Mary Sue Rodriguez, a nursing instructor, fractured her wrist when she fell while at work on Aug. 2, 2016. She lectures and teaches at two medical facilities both in the classroom and where patient care is being provided.
On the day of the injury, she was at Ohio Valley Medical Center teaching a class. She was walking down a hallway with some students from a classroom toward the pediatric department when she slipped and landed on her arm. She was on duty at the time. Rodriguez says she couldn’t find what she tripped on, but says she definitely tripped on something. The floor was flat, and her shoe laces were tied.
Rodriguez says she didn’t see any wet spots on the floor, and she was wearing her duty shoes which are supposed to help prevent slips.
A claims administrator rejected her request for workers’ comp benefits. The West Virginia Office of Judges reversed the decision. It found Rodriguez was acting within the scope of her employment when she was injured. It also said the fact that the injury occurred at a different facility than her employer, Reynolds Memorial Hospital, didn’t remove Rodriguez from the scope of employment as part of her job was to teach at Ohio Valley Medical Center, too.
The decision was also affirmed by the West Virginia Workers’ Compensation Board of Review.

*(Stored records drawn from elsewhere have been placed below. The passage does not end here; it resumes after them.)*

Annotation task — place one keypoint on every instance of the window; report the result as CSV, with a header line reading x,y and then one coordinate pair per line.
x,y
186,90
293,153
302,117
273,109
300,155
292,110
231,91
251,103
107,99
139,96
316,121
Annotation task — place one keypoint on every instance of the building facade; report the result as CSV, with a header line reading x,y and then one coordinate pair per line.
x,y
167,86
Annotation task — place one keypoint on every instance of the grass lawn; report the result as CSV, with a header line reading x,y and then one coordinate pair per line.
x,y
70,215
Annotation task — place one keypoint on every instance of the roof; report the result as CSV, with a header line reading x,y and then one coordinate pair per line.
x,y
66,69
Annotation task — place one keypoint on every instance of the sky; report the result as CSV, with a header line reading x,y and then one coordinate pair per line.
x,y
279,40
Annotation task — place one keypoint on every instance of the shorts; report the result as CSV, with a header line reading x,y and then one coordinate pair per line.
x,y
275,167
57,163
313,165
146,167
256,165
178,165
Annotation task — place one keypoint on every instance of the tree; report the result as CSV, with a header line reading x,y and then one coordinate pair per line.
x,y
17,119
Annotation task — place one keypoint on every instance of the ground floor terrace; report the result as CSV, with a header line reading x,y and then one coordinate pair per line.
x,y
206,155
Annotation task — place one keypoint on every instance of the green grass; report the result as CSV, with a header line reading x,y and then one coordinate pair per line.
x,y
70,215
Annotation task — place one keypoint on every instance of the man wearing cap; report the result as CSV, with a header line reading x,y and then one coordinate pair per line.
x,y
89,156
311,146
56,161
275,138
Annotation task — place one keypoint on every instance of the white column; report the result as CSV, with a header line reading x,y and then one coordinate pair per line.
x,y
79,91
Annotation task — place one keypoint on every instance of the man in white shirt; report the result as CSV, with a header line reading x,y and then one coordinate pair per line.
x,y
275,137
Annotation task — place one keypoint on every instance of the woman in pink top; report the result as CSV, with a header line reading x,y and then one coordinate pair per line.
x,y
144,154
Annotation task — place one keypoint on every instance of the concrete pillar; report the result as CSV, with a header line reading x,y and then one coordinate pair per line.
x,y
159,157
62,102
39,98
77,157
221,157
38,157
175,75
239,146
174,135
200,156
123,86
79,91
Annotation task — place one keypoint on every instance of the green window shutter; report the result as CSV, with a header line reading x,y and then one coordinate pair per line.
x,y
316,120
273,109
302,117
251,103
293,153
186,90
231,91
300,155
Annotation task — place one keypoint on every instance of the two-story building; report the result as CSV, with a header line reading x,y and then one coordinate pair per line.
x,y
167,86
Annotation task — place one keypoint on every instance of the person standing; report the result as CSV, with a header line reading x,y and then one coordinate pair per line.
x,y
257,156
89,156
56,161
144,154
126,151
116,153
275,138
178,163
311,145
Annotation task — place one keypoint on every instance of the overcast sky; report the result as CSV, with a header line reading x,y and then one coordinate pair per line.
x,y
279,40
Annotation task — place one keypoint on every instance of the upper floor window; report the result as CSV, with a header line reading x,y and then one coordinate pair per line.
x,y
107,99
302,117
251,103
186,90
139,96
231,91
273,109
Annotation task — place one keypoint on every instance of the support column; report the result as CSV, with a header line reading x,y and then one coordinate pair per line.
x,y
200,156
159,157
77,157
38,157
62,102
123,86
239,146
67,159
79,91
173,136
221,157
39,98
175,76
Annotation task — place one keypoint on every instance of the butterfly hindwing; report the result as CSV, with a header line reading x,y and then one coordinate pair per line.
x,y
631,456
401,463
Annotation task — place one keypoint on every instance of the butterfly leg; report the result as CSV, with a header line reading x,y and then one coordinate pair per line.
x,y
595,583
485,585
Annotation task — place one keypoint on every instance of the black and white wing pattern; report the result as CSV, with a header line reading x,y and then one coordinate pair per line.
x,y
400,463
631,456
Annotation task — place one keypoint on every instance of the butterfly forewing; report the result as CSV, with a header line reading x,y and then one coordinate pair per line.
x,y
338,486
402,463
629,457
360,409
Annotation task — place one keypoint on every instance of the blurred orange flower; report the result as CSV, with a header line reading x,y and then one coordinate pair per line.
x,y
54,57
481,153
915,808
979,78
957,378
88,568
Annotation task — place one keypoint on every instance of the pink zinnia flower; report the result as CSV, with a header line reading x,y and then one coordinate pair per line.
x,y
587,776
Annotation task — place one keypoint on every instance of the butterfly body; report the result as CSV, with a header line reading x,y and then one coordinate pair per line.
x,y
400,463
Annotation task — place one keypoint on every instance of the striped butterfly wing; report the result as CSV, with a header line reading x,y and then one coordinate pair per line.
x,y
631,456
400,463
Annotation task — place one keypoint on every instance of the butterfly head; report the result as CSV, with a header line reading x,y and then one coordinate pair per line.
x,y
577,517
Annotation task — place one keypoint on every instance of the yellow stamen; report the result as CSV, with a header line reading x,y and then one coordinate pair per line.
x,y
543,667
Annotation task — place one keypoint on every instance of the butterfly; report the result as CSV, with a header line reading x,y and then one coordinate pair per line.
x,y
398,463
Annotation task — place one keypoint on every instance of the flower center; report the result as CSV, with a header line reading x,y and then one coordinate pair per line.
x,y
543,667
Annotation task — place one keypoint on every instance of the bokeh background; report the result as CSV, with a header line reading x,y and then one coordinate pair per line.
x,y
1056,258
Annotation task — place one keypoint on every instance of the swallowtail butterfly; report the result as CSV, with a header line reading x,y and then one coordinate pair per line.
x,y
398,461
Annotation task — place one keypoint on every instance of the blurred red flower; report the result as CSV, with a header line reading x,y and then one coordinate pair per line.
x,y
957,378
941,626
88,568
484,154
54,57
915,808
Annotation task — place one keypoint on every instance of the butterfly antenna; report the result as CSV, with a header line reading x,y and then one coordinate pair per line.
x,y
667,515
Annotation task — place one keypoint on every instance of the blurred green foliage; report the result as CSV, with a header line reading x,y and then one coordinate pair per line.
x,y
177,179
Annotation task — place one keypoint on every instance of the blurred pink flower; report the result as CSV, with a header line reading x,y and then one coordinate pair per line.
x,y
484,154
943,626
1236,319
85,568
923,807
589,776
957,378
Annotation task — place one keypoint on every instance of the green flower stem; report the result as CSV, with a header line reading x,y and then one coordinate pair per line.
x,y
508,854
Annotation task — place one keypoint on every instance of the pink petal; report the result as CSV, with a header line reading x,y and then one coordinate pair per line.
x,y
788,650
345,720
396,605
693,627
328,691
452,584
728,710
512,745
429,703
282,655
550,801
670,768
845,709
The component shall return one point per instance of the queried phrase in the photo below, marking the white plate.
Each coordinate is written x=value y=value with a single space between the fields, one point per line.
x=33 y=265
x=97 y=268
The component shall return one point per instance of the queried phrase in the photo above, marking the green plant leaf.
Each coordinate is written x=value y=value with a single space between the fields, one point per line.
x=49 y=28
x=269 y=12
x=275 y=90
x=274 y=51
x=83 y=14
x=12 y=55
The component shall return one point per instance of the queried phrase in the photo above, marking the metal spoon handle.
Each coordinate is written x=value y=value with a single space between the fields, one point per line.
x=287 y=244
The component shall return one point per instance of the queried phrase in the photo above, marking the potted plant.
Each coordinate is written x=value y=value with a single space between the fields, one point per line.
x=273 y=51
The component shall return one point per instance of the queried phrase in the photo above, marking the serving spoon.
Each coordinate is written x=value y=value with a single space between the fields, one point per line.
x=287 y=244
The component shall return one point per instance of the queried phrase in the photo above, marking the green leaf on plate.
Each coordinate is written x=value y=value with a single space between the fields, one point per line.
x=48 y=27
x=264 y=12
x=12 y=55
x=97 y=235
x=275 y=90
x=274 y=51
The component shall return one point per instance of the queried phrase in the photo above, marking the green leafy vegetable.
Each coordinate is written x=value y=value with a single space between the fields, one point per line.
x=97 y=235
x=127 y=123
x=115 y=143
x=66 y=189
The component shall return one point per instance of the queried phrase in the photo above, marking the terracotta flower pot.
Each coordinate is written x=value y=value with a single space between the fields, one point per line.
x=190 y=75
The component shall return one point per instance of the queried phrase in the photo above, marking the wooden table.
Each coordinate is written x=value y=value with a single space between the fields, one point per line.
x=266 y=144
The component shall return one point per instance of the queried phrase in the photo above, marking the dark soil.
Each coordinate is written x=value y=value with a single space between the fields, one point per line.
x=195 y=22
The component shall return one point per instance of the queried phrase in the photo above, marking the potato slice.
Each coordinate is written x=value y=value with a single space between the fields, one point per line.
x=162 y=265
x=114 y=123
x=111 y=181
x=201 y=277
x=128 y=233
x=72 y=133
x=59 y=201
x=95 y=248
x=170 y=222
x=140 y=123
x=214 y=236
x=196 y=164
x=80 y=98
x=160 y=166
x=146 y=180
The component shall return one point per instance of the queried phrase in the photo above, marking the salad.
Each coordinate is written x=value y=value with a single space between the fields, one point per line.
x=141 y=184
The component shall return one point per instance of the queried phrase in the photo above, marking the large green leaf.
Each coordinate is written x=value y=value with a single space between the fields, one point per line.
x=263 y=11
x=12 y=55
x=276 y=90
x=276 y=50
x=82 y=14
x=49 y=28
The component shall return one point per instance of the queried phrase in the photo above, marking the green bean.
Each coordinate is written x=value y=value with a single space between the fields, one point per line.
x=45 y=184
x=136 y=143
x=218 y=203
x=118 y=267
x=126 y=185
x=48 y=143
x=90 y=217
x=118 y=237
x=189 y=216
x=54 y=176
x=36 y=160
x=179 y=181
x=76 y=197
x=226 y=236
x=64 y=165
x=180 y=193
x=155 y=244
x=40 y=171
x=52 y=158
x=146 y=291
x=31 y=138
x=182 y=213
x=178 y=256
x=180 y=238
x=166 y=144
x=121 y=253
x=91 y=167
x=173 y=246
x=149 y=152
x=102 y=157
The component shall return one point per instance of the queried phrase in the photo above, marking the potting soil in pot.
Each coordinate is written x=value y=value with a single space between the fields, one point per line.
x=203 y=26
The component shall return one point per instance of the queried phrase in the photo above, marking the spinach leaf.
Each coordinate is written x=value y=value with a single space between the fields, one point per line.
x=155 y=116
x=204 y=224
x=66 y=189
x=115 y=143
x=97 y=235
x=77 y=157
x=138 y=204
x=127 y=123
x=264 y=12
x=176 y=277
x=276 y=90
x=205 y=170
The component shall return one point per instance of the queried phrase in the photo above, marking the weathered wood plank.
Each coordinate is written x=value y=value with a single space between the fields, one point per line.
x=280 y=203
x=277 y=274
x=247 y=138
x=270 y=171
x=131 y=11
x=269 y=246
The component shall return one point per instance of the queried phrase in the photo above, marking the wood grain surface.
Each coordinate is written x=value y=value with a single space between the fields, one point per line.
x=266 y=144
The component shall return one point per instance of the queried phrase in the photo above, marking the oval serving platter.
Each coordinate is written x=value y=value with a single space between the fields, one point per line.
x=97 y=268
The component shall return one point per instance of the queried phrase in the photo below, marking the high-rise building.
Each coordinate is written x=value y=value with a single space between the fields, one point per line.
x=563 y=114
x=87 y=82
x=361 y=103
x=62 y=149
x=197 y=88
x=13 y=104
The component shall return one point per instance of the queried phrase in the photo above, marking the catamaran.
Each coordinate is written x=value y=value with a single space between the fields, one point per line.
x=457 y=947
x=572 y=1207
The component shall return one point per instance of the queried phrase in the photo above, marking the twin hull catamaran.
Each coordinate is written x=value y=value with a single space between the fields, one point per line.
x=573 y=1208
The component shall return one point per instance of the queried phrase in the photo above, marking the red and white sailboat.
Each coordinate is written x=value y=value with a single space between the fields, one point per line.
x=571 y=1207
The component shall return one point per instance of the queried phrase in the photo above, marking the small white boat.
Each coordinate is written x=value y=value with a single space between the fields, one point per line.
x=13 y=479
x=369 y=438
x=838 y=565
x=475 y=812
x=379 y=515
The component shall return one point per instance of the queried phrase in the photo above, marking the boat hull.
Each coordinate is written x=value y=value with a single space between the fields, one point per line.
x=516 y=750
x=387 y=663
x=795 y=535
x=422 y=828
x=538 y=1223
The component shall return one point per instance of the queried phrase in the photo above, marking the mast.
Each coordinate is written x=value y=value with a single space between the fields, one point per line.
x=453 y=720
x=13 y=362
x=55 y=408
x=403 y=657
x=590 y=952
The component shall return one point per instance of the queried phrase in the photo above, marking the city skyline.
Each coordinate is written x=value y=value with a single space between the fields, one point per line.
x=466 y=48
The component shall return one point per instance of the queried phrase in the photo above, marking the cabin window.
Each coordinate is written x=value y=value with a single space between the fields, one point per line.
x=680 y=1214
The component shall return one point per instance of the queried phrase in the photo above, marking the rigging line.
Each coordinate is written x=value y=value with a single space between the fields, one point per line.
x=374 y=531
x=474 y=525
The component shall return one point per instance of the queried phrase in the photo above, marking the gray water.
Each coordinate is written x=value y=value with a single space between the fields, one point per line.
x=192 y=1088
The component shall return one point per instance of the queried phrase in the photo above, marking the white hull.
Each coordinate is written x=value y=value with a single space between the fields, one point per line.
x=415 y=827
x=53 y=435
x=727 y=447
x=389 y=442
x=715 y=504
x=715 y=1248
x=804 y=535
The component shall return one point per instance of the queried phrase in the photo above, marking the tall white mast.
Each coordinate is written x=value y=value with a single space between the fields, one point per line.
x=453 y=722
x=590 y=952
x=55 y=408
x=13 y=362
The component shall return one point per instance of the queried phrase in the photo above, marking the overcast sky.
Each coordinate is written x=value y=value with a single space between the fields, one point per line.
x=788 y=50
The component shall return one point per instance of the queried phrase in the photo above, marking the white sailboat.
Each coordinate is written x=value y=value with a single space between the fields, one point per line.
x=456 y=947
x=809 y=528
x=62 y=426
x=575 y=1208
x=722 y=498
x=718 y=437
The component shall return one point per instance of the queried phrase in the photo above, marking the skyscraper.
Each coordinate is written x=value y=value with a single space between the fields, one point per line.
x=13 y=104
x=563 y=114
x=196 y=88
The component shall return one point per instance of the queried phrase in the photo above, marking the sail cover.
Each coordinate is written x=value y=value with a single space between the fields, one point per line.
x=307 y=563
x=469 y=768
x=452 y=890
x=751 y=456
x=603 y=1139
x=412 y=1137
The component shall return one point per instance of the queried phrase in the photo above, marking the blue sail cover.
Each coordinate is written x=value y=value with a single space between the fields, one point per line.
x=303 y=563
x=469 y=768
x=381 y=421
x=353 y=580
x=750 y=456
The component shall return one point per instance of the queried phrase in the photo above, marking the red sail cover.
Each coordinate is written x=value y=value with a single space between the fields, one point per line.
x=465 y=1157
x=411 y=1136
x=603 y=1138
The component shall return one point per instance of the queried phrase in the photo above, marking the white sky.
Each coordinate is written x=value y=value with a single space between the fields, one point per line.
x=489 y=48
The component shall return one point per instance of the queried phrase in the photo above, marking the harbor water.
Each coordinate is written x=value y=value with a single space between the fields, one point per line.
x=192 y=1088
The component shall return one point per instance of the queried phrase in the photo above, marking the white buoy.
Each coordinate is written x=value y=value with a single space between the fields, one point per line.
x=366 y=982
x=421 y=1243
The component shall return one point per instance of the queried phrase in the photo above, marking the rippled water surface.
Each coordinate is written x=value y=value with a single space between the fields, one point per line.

Her employer appealed to a state court.
The hospital alleged the fall was the result of clumsiness. But the state appeals court found that allegation wasn’t sufficiently supported by the evidence. Rodriguez was adamant clumsiness wasn’t a factor in her fall.
The appeals court said Rodriguez should received workers’ comp benefits.
(Reynolds Memorial Hospital v. Mary Sue Rodriguez, West Virginia Supreme Court of Appeals, No. 17-1031, 3/21/18)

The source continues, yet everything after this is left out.